Business & Careers

Hiring a Contractor? Here’s what you Need to Know.

BY Christy Westerfeld

Independent Contractor

At some point in your business you’ll likely hire people here and there for help – a website designer to put together your site, a graphic designer to do a logo and/or other branding for you, and/or a virtual assistant to help you with administrative tasks. Because these typically happen early on in a business, a LOT of entrepreneurs forget this is actually a serious business transaction where you need to think about a lot more than just how much it will cost to hire them. So what are some of the MUST haves?

Here are my top 3 tips for hiring contractors:

  1. You need an Independent Contractor Agreement

First of all – what is an independent contractor? A person you are hiring to perform a service for you, who is not an employee or otherwise associated with your business. Typically, these people have their own businesses (think website designer or VA), and you are one of their numerous clients they perform similar services for. Because they are contractors, you as the client do not have a say in things like where they work, the hours they work, you aren’t responsible for training them, etc. While these are all important things in a employer-employee relationship, they can’t be part of a contractor-client relationship.

Why do I need an agreement? While state laws vary slightly, the overall consensus is that you NEED to define this relationship so these people do not qualify as employees in your business. If this is not done right, and this person qualifies as an employee, this could be catastrophic for your new biz! Employees require payroll, workers’ compensation insurance, and potentially benefits and other savings plans. Not mapping this out ahead of time could put you in hot water with the Department of Labor if you aren’t careful. This agreement needs to be clear on the contractor relationship, and you must make sure you’re not treating them as an employee.

In addition to this extremely important piece, the independent contractor agreement will also make sure YOU keep all the intellectual property rights to the work they create for you, outline what you’re getting and how much you’re paying the contracting, and ensuring any disputes in the relationship are resolved where YOU live, not them.

  1. Only sign ONE document between the two of you

This is a point of confusion I see a LOT: one contract is good…so two must be better, right? NO!!!

When both you and the contractor have contracts, and  you each just sign each other’s you are not just doubly protecting yourself. You’re actually negating BOTH contracts and ending up with nothing.

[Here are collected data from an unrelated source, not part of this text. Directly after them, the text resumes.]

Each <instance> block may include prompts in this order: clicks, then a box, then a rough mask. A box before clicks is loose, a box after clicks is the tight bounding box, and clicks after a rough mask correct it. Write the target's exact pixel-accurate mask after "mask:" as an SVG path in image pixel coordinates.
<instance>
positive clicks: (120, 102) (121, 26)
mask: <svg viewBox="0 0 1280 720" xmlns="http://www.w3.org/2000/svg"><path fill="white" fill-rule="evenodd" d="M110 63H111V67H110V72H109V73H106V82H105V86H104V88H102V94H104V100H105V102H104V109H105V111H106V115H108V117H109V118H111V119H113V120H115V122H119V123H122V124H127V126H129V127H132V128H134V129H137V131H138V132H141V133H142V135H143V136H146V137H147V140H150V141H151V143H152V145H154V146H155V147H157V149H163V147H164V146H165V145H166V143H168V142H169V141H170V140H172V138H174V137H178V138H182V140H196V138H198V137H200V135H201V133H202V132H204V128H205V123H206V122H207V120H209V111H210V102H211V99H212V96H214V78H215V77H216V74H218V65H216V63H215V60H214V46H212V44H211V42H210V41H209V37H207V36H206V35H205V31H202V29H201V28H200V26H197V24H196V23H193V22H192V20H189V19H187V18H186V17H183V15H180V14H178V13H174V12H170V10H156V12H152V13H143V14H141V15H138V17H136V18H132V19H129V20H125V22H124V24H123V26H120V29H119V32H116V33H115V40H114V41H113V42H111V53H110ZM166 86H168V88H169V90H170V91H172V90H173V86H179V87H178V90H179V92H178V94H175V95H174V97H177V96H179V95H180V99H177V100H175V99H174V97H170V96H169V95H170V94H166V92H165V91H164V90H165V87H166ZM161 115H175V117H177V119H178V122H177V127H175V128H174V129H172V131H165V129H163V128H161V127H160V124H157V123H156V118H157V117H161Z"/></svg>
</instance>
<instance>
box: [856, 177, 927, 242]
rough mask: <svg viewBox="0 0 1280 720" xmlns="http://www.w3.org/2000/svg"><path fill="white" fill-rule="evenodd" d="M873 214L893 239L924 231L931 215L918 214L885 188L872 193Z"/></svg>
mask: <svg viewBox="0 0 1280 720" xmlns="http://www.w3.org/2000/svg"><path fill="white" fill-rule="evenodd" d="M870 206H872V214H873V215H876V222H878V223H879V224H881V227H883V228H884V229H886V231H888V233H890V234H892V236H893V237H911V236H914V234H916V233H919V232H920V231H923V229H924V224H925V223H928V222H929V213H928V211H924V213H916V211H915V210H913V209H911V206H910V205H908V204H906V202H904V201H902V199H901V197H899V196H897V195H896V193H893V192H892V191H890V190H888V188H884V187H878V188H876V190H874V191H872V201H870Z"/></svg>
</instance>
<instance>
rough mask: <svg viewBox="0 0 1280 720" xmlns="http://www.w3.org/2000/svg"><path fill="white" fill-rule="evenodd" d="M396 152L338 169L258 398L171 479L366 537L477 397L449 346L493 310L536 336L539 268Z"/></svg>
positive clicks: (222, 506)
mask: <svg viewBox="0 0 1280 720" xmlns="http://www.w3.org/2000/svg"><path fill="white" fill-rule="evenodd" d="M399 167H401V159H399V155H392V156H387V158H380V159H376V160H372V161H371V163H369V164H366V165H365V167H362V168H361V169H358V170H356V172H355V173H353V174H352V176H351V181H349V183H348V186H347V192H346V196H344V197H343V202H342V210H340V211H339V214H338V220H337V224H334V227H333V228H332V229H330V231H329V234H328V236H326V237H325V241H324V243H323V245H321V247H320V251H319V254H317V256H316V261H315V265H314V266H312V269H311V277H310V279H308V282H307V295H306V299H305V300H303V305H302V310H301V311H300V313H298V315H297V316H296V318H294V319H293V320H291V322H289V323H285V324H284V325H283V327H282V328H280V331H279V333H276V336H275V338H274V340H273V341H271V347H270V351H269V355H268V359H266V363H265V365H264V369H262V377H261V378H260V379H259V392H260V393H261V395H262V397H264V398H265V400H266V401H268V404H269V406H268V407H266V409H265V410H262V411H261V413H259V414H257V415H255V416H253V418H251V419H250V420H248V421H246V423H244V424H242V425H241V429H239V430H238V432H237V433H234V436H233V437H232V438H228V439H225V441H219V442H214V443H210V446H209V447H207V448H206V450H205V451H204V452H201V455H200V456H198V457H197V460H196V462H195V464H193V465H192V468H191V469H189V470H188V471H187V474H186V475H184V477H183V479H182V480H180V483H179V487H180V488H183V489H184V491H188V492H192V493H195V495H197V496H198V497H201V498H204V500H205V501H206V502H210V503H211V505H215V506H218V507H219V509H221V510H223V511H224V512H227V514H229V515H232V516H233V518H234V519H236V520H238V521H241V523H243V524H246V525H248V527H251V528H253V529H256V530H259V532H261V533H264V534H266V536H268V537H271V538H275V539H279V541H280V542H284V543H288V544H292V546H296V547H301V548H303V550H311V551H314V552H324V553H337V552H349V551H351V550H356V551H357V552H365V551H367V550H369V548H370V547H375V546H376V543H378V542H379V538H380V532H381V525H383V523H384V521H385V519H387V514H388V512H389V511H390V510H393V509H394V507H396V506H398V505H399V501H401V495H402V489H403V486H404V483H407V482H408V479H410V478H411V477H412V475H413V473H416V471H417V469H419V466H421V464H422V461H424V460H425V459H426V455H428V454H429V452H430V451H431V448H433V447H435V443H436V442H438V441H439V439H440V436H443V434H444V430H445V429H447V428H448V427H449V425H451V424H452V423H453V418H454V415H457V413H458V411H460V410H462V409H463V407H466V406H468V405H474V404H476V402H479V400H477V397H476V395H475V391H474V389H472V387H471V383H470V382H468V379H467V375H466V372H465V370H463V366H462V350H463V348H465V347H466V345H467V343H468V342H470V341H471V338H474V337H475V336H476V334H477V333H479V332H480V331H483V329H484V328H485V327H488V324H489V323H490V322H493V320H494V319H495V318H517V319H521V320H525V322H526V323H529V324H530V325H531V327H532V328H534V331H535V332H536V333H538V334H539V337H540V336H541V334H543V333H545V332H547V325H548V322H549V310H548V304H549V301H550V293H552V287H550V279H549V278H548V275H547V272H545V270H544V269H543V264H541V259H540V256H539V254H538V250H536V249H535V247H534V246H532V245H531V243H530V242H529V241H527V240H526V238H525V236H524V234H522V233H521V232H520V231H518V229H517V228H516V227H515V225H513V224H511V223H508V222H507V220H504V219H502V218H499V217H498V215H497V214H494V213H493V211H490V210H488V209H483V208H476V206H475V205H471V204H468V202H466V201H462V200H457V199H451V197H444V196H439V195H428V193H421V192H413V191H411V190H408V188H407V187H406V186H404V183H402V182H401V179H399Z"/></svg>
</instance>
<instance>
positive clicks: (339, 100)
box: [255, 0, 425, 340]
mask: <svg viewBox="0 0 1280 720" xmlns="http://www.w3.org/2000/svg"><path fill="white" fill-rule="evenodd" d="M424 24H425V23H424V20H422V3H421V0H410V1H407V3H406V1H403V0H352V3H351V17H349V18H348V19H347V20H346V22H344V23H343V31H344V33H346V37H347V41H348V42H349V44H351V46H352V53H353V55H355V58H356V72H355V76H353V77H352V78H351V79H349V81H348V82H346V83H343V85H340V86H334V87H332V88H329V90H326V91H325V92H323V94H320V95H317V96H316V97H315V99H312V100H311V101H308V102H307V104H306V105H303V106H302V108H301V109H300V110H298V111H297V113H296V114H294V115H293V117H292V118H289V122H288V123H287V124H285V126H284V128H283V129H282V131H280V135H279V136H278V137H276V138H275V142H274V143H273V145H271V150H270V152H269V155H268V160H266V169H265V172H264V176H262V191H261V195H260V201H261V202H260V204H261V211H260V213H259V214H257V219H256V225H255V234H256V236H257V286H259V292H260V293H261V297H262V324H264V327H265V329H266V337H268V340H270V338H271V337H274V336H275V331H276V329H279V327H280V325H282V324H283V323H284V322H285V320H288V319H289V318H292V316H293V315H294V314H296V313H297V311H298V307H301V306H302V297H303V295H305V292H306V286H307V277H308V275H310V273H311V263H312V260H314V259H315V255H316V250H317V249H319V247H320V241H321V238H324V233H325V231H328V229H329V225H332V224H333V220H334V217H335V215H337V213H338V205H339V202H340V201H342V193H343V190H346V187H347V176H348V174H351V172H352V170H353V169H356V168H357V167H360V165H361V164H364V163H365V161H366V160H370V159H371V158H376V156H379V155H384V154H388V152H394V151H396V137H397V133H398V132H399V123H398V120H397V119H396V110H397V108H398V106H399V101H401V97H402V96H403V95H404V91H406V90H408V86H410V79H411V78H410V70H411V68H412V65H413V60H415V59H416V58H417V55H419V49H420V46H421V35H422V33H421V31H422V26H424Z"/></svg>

Because these two agreements are likely contradictory to each other. They’ll say slightly different terms, use different language, and discuss different things. So when it comes time to actually look at what you and this person agreed to, which contract controls? Which one do you have to abide by? If there are two…this doesn’t work.

THE SOLUTION: Always have them sign YOUR agreement (which you will have drafted by an attorney, updated, and ready to go!) You are hiring them, so you get to be the one in control of the relationship. If they refuse and want to require you sign theirs, look at both agreements and see where the discrepancies are. You should consult with an attorney here if possible as well, to make sure you understand the differences. Often times their agreement will put the bulk of the liability or responsibility on YOU, and yours them, so it’s important to know what you’re actually signing! You can then negotiate the terms, and merge the two documents to create ONE agreement that will act as the legal agreement for the relationship.

Is it tedious and potentially more work than you’d like? Yes. Will you be thanking yourself a million times over if something goes wrong and you know you can depend on a legitimate agreement to protect you. A MILLION TIMES YES. Just trust me. Don’t skip this step.

  1. 1099 Tax Form

In the United States, anytime you pay someone over $600 in your business to perform a service, you must send them an IRS 1099 tax form at the end of the fiscal year, showing the amount you paid them, and whether any taxes were deducted from the costs. (They won’t be if you properly worked with them as an independent contractor, as you aren’t required to remove taxes for them, you simply pay their invoice.)

EXCEPTIONS: There are couple situations where you wouldn’t need to send contractors 1099 forms, and although it wouldn’t hurt if you accidentally sent a 1099 form to someone when they didn’t need one, it’s important to know when this applies!

Hiring through a third-party service: if you use a third-party service like Upwork to hire your contractors, technically you’re working through them, and they are doing the hiring. They will likely be responsible for sending the contractor their 1099 form, so you don’t need to worry about it in this instance (though you’ll still want to double check, to make sure they are complying!)

Hiring C or S-Corporations: although it’s pretty rare, if the contractor you’re hiring is a C or S-corporation, you don’t need to send them a 1099 form.

BEST PRACTICES: When you hire a contractor, send them a W-9 form to fill out, which will include all applicable business information, including their Tax ID number, business name and entity, address, etc. which is the information you’ll need to send their 1099 form at the end of the year. Keep this in a safe place, and when it comes time for taxes, you’ll easily be able to remember who you hired, and send them 1099 forms on time.